Monday, December 15, 2003

PowerPoint - Cause of the Shuttle Columbia disaster.

The Columbia Accident Investigation Board at NASA issued a report in August, identifying causes of the accident. The primary one, of course, was the insulating foam on the external fuel tank. But, according to the report, a secondary cause of the accident was PowerPoint; specifically, NASA's use of presenting complex information via PowerPoint, instead of traditional technical reports. The engineers' findings on their assessment of wing damage was presented in a confusing, crammed-full PowerPoint slide that was difficult to read and did not satisfactorily convey the information that there was a life-threatening situation.

The article goes on to talk about the claim that Edward Tufte - a theorist of information presentation - made, that PowerPoint forces people to mutilate and overly simplify data. A chart in the Wall Street Journal, for instance, would have an average of 120 elements while a typical chart in PowerPoint has only 12 elements.

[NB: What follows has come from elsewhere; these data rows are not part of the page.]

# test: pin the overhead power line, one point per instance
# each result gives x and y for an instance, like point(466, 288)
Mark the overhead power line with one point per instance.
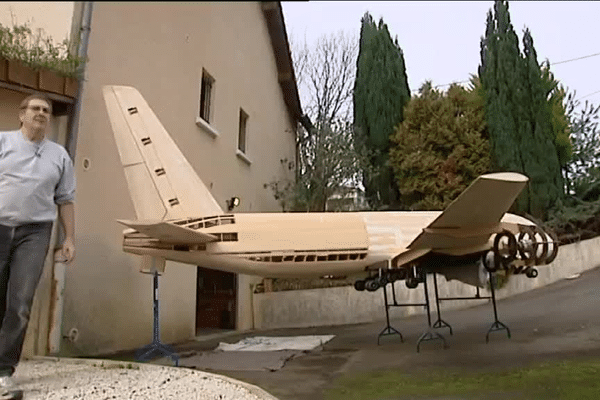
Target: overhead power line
point(588, 95)
point(556, 63)
point(575, 59)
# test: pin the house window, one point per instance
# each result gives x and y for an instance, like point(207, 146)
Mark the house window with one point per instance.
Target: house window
point(242, 135)
point(207, 89)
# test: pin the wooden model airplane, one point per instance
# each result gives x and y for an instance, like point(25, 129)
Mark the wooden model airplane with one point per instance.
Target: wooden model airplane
point(179, 220)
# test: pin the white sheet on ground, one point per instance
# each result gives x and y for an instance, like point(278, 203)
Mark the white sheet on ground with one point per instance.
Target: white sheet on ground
point(264, 343)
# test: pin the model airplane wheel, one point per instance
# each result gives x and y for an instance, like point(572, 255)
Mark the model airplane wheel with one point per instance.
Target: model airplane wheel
point(526, 243)
point(412, 283)
point(371, 285)
point(542, 241)
point(509, 251)
point(397, 275)
point(359, 285)
point(555, 243)
point(531, 272)
point(490, 262)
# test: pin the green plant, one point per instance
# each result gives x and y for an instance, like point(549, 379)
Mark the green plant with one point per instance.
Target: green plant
point(38, 50)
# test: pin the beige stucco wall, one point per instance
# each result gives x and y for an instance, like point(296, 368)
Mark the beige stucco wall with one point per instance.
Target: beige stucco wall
point(54, 17)
point(160, 49)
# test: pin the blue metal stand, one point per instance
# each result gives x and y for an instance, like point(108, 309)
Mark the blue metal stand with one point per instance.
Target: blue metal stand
point(156, 348)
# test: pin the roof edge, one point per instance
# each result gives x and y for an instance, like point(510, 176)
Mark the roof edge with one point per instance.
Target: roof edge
point(281, 48)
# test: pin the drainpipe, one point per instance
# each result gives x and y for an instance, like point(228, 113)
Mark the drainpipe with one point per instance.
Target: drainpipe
point(86, 21)
point(59, 267)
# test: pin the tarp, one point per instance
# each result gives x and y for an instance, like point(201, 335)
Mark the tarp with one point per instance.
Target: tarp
point(265, 343)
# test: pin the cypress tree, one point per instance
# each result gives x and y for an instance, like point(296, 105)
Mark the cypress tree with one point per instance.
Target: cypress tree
point(518, 113)
point(538, 145)
point(380, 93)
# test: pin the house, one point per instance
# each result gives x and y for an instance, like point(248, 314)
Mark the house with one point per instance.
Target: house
point(219, 76)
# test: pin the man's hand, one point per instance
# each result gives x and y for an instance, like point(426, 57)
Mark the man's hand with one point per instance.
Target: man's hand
point(68, 250)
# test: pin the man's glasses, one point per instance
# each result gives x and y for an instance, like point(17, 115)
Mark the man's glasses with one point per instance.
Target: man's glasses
point(46, 110)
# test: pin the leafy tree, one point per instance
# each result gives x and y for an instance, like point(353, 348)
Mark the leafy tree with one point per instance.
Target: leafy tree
point(380, 93)
point(518, 113)
point(583, 168)
point(557, 97)
point(441, 146)
point(328, 161)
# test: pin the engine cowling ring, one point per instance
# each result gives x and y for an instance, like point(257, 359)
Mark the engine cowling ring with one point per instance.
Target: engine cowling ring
point(540, 258)
point(555, 243)
point(526, 243)
point(512, 247)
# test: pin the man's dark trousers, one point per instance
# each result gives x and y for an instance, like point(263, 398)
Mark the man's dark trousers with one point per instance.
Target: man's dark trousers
point(23, 250)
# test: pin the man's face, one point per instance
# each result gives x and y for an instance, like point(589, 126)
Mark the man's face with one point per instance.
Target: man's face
point(36, 115)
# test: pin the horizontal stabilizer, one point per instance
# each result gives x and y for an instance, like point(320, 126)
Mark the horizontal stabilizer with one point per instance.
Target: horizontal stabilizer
point(475, 214)
point(169, 233)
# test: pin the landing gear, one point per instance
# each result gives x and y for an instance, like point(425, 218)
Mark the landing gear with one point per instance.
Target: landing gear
point(430, 334)
point(497, 325)
point(531, 272)
point(359, 285)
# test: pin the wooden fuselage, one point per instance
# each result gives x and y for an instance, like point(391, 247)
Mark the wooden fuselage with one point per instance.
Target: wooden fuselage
point(302, 244)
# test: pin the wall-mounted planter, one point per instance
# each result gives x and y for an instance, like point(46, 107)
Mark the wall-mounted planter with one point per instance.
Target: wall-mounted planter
point(51, 82)
point(21, 74)
point(71, 86)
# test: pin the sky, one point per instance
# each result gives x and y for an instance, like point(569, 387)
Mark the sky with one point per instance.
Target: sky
point(441, 39)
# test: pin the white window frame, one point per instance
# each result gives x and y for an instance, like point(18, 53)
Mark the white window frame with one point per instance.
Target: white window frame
point(203, 120)
point(242, 140)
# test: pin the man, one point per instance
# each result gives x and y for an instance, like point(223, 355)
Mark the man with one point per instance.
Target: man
point(36, 175)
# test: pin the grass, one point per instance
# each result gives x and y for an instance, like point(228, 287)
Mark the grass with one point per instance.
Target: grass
point(572, 379)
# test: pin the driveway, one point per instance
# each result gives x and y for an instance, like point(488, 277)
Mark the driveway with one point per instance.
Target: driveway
point(558, 321)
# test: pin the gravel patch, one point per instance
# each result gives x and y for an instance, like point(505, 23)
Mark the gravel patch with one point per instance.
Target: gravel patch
point(66, 379)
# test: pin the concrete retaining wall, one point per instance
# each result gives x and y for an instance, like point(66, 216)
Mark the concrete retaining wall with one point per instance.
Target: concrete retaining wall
point(344, 305)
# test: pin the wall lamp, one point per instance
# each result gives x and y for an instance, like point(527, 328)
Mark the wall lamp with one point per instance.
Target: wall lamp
point(232, 203)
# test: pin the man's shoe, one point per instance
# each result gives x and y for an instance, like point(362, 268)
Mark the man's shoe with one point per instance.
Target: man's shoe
point(8, 389)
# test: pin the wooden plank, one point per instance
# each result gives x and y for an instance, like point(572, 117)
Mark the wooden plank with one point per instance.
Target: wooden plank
point(169, 233)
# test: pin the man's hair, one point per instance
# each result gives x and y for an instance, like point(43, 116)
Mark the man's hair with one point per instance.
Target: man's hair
point(39, 96)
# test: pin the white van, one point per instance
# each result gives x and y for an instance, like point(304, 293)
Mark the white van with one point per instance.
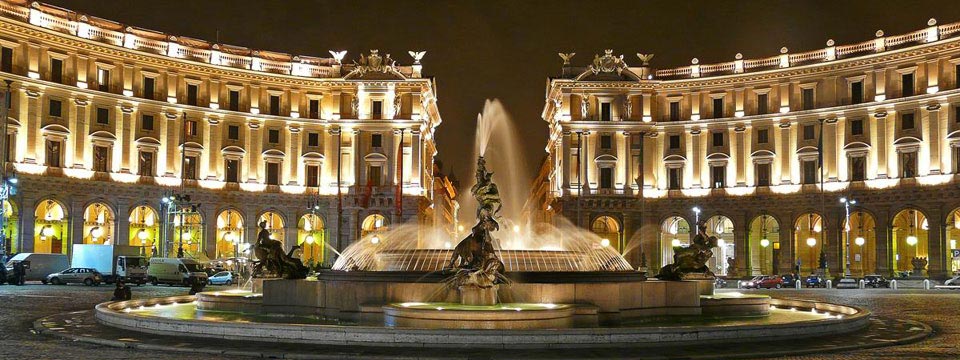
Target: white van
point(174, 271)
point(40, 265)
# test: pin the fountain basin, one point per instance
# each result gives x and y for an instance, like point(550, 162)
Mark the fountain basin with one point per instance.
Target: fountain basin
point(457, 316)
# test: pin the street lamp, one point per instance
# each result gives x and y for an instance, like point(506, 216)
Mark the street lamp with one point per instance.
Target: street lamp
point(846, 206)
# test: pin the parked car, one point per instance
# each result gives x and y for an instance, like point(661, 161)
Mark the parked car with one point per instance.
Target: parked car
point(815, 281)
point(789, 280)
point(86, 276)
point(875, 281)
point(224, 278)
point(763, 282)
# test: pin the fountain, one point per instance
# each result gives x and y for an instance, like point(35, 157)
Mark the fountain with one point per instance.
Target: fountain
point(502, 285)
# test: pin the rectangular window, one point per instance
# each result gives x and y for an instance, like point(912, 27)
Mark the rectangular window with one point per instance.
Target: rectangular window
point(53, 153)
point(718, 139)
point(606, 178)
point(274, 104)
point(145, 167)
point(233, 132)
point(314, 109)
point(273, 136)
point(907, 84)
point(56, 108)
point(906, 121)
point(313, 176)
point(808, 100)
point(234, 100)
point(192, 128)
point(56, 71)
point(377, 109)
point(856, 127)
point(856, 92)
point(273, 173)
point(101, 158)
point(146, 123)
point(763, 174)
point(908, 164)
point(103, 79)
point(810, 172)
point(192, 93)
point(190, 164)
point(149, 88)
point(858, 168)
point(103, 116)
point(675, 177)
point(674, 142)
point(6, 59)
point(374, 175)
point(809, 132)
point(232, 171)
point(718, 175)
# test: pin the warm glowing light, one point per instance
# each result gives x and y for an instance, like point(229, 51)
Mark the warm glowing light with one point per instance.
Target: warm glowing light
point(911, 240)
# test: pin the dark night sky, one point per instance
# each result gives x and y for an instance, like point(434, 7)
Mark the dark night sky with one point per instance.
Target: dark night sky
point(507, 49)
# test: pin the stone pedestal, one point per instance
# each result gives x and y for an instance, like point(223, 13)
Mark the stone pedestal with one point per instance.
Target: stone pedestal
point(475, 295)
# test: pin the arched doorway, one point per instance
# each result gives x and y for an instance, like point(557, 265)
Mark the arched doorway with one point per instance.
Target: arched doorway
point(11, 232)
point(674, 232)
point(373, 223)
point(609, 231)
point(230, 235)
point(274, 225)
point(953, 234)
point(187, 234)
point(312, 237)
point(910, 229)
point(721, 227)
point(51, 232)
point(808, 242)
point(98, 224)
point(764, 241)
point(863, 243)
point(144, 230)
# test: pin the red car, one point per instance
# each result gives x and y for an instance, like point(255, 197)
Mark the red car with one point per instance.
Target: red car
point(763, 282)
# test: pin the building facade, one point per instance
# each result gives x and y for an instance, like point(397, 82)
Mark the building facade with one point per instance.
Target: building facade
point(106, 120)
point(764, 149)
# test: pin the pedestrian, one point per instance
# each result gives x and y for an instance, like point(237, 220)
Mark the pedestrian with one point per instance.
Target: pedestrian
point(121, 292)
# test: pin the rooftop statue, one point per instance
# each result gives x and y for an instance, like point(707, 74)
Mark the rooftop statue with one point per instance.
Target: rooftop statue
point(691, 259)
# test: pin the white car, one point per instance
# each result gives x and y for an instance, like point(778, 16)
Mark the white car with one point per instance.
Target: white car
point(223, 278)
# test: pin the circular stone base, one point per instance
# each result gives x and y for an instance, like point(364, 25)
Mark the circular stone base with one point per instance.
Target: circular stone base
point(456, 316)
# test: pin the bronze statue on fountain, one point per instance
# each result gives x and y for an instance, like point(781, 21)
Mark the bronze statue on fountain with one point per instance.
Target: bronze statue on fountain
point(477, 269)
point(272, 261)
point(691, 260)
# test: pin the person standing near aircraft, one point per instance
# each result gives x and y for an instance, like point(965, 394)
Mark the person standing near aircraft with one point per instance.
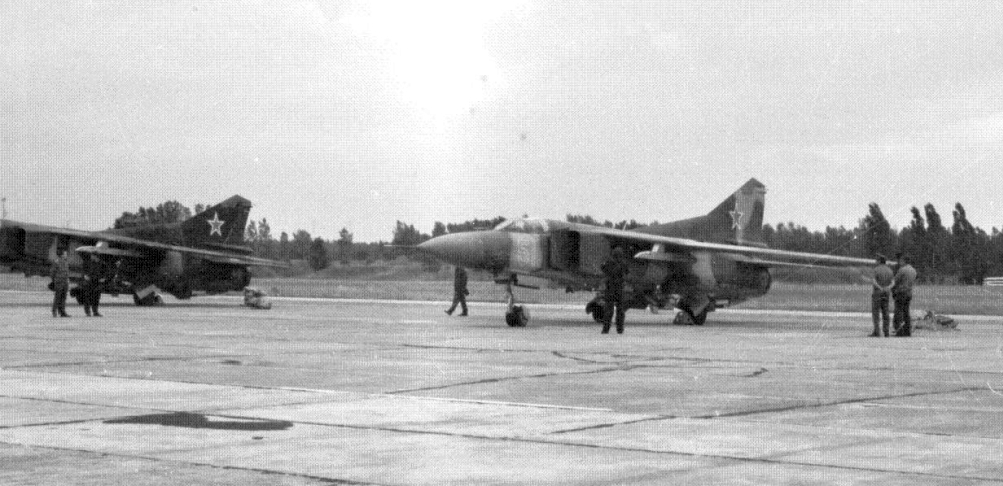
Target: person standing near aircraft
point(880, 295)
point(902, 294)
point(60, 284)
point(459, 291)
point(93, 280)
point(615, 270)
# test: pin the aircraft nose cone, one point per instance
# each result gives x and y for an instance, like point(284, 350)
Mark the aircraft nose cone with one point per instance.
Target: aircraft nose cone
point(474, 250)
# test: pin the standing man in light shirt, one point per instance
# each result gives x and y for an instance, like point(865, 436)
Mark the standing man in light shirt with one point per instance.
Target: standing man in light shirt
point(881, 294)
point(902, 294)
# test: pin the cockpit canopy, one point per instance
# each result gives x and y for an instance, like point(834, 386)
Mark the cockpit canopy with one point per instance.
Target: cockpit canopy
point(526, 224)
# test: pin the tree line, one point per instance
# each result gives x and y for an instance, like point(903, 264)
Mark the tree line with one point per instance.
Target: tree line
point(960, 253)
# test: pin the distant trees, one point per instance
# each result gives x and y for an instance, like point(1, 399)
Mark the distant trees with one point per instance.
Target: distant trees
point(344, 246)
point(317, 255)
point(878, 235)
point(588, 219)
point(164, 212)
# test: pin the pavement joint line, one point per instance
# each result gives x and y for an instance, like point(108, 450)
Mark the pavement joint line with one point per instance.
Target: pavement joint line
point(832, 404)
point(541, 441)
point(545, 441)
point(615, 424)
point(506, 379)
point(202, 464)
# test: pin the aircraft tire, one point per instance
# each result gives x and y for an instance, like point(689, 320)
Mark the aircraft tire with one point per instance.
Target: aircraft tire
point(75, 294)
point(150, 300)
point(698, 319)
point(517, 318)
point(596, 310)
point(690, 319)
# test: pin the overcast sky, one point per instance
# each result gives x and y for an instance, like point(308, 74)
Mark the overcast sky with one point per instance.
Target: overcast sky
point(357, 114)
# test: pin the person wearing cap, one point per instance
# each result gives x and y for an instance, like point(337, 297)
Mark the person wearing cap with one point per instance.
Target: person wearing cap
point(615, 270)
point(902, 294)
point(459, 292)
point(882, 284)
point(60, 284)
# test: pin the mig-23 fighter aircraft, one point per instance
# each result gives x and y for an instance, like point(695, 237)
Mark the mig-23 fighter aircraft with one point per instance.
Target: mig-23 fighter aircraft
point(205, 254)
point(695, 265)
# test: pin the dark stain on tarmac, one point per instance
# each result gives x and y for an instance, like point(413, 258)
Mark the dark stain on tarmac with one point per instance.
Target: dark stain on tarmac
point(198, 421)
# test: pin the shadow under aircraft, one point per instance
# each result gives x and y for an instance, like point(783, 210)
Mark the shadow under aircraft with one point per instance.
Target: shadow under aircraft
point(203, 255)
point(695, 265)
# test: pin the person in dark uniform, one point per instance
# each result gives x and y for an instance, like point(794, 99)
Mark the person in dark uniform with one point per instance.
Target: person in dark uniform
point(902, 294)
point(93, 280)
point(615, 271)
point(459, 292)
point(880, 295)
point(60, 284)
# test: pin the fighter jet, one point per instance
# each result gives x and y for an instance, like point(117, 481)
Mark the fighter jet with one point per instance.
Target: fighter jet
point(696, 265)
point(204, 255)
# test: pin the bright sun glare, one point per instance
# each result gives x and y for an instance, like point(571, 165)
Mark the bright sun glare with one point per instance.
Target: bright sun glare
point(436, 50)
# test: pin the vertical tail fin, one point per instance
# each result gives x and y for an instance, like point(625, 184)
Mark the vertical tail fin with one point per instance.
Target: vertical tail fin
point(738, 218)
point(221, 223)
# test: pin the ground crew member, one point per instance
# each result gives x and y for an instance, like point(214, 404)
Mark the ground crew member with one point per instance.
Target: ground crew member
point(93, 281)
point(880, 295)
point(60, 284)
point(459, 292)
point(615, 271)
point(902, 294)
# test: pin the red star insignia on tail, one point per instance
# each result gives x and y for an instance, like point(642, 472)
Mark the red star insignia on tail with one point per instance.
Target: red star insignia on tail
point(217, 224)
point(736, 219)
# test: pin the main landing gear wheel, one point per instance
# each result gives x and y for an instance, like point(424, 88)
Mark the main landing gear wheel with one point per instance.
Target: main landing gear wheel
point(76, 294)
point(595, 308)
point(518, 316)
point(150, 300)
point(687, 318)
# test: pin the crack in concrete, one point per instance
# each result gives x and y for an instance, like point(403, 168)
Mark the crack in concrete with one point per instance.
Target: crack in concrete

My complaint with how PowerPoint is often used is that it ends up containing all the information the speaker is trying to present, instead of providing a framework to tie the speaker's points together. When PowerPoint is used as the repository of all the information in the presentation, it no longer functions effectively as a presentation tool. (When you're busy reading the presentation slides, you're not paying attention to the presenter, and you lose any information or nuances not contained in the slide.) The culture at one of my recent employers was such that only PowerPoint was used to transfer or retain information, and there was no central library or database to keep PowerPoint "decks". And since it was also a culture that encouraged rapid transfer, promotion, and re-organization, that information quickly became lost, and new people in a position had to recreate the lessons learned by previous employees. The few presentations I did there, I tried to use my PowerPoint slides as the focus for my presentation, and not as the encyclopedia with all of my information, but eventually my supervisor's wishes carried the day (and turned my slides into unmanageable messes).